Santiago Beruete, de quien hablamos refiriéndonos a su libro Jardinosofía, escribió otra obra titulada Aprendívoros: Cómo cultivar la curiosidad, dedicado “a los profesores que siguen cruzando el umbral del aula con sed de aventuras y a los alumnos seducidos por el gozo de aprender”.
En el tercer capítulo de la primera parte, advirtió sobre un mal rápidamente extendido: “la digilopatía”, y colocó como epígrafe un texto tomado del libro El cultivo de la humanidad, de Martha Nussbaum: “Sería catastrófico que nos convirtiéramos en una nación de personas técnicamente competentes que han perdido la capacidad de pensar de manera crítica, de analizarse a sí mismas y de respetar la humanidad y la diversidad de los demás”.
Beruete definió al profesor como un artesano de la enseñanza que integra un sinfín de cualidades: motivación, creatividad, entrega emocional, habilidades sociales, talento para comunicar. Expresó que debe aspirar a la excelencia “sin caer en el perfeccionismo ni fomentar el elitismo, y centra su ejercicio docente en el alumnado y no en el cumplimiento de la programación. De ahí también que nunca repita lo mismo y disfrute con el proceso de aprendizaje más que con el resultado”.
Enfatizó: “No necesitamos más tecnología para resolver los problemas causados por la propia tecnología, sino más conciencia crítica a la hora de emplear unas herramientas digitales que van camino de convertirnos en sus herramientas.
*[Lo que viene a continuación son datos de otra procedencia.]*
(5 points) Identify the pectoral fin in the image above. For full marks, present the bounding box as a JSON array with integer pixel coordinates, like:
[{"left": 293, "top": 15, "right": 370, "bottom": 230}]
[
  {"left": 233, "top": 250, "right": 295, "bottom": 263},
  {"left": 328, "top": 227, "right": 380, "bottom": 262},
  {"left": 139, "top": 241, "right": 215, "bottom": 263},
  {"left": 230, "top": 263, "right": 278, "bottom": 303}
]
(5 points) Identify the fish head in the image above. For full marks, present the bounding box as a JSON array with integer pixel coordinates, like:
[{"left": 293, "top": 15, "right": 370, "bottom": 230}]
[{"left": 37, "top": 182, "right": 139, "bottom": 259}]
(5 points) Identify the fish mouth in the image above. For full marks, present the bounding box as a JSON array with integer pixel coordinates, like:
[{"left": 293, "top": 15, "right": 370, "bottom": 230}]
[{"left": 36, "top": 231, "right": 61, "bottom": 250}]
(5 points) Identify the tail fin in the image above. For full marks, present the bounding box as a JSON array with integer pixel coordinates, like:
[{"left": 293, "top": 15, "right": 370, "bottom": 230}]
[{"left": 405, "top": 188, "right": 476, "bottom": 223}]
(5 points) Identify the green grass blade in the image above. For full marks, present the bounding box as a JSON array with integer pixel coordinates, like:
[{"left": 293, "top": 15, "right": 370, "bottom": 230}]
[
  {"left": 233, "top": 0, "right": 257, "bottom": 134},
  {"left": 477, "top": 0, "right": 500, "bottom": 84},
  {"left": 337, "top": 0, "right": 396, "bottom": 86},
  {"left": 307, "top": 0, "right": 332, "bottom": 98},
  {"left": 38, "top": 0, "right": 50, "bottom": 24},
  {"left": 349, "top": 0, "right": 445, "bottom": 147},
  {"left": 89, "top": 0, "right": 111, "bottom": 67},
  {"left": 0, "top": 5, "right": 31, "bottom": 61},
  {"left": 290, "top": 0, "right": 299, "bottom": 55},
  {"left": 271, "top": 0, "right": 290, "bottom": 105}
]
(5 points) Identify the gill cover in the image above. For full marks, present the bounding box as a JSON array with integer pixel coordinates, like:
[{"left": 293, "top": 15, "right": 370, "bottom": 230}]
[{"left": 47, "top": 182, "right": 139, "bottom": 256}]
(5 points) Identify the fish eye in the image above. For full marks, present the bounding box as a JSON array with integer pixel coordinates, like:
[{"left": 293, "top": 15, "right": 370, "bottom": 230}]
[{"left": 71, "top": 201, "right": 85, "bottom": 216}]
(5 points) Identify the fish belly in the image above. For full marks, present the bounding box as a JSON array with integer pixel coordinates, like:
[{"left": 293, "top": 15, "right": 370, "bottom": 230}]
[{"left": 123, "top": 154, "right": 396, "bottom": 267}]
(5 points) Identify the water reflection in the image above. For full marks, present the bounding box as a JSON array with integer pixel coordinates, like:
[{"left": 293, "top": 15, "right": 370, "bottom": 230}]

Es cierto que estas pueden facilitar nuestras relaciones interpersonales y el aprendizaje, pero no lo es menos que empobrecen nuestra experiencia”.
Especificó que debemos recuperar el sentido del asombro y el gozo de aprender: “Algo que todos sabemos, pero parecemos haber olvidado, es que la genuina sabiduría no se puede adquirir en una tienda online o en un centro comercial, sino que cada uno debe engendrarla”.